Echo Park

Why do people always go back? Is going back—to a person, or a place—always synonymous with going backwards? Echo Park isn’t the first film to deal with that awkward stage some adults experience, when friends are starting families and beginning to settle down, but it stands out as a story that really problematizes notions of maturity in romantic and familial relationships. A beautifully shot and perfectly soundtracked tale from acclaimed photographer-turned-filmmaker Amanda Marsalis, Echo Park succeeds as a romantic story that resists grand, clichéd declarations and depictions of love, and also as its own love letter of sorts, to a distinctive part of Los Angeles.

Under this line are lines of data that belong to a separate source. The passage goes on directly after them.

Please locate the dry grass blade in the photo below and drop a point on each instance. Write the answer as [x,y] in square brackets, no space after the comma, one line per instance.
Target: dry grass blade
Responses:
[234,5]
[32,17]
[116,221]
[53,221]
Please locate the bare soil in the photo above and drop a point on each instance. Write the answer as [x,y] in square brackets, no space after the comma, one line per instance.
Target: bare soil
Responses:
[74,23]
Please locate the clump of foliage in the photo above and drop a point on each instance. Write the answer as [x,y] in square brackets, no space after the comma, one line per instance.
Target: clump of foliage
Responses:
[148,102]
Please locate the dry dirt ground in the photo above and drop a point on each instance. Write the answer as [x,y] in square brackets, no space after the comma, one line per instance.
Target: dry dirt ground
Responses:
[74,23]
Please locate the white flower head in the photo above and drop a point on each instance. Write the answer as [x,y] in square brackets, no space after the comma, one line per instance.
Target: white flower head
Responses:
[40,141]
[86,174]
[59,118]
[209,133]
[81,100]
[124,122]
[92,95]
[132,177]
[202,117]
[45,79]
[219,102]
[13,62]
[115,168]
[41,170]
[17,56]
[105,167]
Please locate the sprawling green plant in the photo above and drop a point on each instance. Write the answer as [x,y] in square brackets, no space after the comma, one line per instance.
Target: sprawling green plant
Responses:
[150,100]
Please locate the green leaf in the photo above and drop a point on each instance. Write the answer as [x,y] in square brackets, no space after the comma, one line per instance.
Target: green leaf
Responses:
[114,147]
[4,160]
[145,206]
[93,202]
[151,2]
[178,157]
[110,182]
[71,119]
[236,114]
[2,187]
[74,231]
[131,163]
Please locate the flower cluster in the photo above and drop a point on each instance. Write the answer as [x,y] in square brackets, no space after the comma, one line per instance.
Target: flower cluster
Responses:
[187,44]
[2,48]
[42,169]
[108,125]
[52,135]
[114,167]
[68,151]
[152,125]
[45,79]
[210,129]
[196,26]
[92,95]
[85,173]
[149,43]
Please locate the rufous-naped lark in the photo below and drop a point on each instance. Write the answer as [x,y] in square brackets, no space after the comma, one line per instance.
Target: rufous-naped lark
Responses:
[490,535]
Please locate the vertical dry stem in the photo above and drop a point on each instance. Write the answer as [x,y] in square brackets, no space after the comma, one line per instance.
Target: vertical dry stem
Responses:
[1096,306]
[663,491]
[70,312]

Audiences will be moved, immediately, by the cinematography of the film, but the narrative doesn’t take off as quickly, or as smoothly. Mamie Gummer plays a newly-single Sophie who first stands out as an interloper (or even, a member of the forces of gentrification) in a neighborhood beloved and inhabited by Alex (Anthony Okungbowa). The film follows the two as they embark on what has to be the safest romantic escapade of all—the kind where the guy is selling you his couch, because he’s moving back to London in two weeks, and there’s no way two strangers could fall for each other that quickly, so why not hook up?
And, for the most part, the film follows this line of reasoning in its plot. Writer Catalina Aguilar Mastretta could teach many a screenwriter a thing or two about resisting the urge to insert drama and intensity in a relationship that isn’t, necessarily, asking for it. And the actors follow her lead, their greatest talents perhaps being the restraint with which they perform this dance. Gummer and Okungbowa have a lovely chemistry reflected in the easygoing nature of their characters. As complications arise—and they surely do, because quite a bit can happen in two weeks—both actors are careful to keep those easily overdramatized emotions at bay. The result is a sweet, and sometimes bittersweet tale about two adults at a crossroads, both finding difficulty discerning the differences between moving on, settling and giving up.